Hunting has long been in the crosshairs of animal rights groups, and anti-hunting arguments ramped up after Cecil the Lion was killed in Zimbabwe nearly a year ago. But one African country refuses to cave to the pressure.

No matter whether Zimbabwe’s Cecil the Lion was harvested legally or poached back in July, his death caused a huge uproar. The circumstances surrounding the hunt led to charges being filed against the American who shot him, though they were later dismissed. The hoopla over the hunt also caused several airlines to ban the transport of hunting trophies, making it hard for even squeaky-clean hunters to get their game home. In addition, it led to bans on hunting in Zimbabwe and other African countries.

Hunting is a very important tool for wildlife management, though, as well as being an important component of the economies of the countries that allow it. The management aspect was made clear earlier this year, when one of Zimbabwe’s largest wildlife reserves announced it would have to relocate or kill up to 200 lions. This population problem had been kept in check before the Cecil incident, when hunting was allowed. But after the hunting ban, reserve managers were forced to deal with the lions themselves.

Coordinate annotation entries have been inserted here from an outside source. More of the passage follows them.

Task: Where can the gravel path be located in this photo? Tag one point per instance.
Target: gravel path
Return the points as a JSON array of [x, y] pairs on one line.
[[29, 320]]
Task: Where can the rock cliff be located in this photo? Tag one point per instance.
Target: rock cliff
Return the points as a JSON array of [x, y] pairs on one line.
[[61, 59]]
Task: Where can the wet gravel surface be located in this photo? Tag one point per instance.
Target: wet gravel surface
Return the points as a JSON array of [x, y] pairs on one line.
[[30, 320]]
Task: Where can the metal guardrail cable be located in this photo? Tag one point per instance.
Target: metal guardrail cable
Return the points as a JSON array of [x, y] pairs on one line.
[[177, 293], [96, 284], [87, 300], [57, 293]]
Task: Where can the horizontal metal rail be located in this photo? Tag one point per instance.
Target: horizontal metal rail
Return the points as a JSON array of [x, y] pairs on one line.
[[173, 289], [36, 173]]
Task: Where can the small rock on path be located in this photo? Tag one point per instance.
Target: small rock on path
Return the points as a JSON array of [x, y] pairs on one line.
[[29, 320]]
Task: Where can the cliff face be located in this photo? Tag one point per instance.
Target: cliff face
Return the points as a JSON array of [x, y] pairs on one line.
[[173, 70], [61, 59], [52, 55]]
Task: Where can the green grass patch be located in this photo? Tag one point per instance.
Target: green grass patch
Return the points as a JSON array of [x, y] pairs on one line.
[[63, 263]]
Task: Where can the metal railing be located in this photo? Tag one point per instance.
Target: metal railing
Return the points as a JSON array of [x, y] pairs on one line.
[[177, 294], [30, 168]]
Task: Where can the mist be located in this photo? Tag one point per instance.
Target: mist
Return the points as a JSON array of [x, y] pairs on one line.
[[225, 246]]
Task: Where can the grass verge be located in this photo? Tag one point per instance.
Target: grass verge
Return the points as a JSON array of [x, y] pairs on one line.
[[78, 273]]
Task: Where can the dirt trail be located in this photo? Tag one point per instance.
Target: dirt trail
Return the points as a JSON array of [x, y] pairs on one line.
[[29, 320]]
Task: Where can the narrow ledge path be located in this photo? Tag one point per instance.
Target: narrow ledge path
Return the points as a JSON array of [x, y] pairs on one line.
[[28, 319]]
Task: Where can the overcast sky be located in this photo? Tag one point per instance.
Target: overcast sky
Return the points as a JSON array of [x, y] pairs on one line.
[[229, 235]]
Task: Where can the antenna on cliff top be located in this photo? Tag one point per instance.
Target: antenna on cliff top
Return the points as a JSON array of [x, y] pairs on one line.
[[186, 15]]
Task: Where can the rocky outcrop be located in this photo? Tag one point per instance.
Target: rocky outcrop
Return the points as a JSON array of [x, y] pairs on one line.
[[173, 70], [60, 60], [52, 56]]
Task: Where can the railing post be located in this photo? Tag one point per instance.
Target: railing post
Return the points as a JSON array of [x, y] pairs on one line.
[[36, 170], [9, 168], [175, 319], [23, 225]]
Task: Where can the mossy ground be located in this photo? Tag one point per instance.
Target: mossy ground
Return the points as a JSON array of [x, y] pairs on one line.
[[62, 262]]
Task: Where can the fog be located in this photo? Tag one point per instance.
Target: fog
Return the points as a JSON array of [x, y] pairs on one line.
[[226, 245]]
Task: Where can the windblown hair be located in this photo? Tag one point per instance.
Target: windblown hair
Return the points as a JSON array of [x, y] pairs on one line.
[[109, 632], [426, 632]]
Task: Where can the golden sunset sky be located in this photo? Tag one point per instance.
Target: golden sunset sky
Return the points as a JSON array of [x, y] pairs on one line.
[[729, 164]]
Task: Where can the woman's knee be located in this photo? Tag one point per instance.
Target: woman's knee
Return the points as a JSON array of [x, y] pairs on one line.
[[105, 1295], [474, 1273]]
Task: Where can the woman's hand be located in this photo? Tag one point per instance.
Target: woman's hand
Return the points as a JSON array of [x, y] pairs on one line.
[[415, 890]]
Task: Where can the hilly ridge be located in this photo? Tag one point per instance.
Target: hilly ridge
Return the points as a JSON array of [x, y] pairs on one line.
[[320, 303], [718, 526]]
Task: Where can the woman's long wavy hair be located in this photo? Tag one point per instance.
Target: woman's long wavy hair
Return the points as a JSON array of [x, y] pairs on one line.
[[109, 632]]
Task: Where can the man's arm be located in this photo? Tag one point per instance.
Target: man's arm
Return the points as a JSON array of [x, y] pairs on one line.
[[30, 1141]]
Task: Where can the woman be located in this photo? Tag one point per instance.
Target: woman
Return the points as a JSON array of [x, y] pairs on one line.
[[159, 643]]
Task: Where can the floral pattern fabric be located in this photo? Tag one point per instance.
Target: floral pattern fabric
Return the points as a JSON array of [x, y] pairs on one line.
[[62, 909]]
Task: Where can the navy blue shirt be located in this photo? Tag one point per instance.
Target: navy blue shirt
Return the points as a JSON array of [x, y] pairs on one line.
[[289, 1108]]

But one African country is not letting the anti-hunting crowds bully it. Namibia’s Minister of Environment and Tourism, Pohamba Shifeta, said he will not enact any hunting bans. In fact, he will actively campaign against any bans or hunting restrictions in his country.

He also said that the 5,000 hunters who come to Namibia each year are necessary to both keep animal populations in check, and that they provide the funds needed to protect conserved land and the very animals they hunt.

Maybe somebody should point that out to Zimbabwe.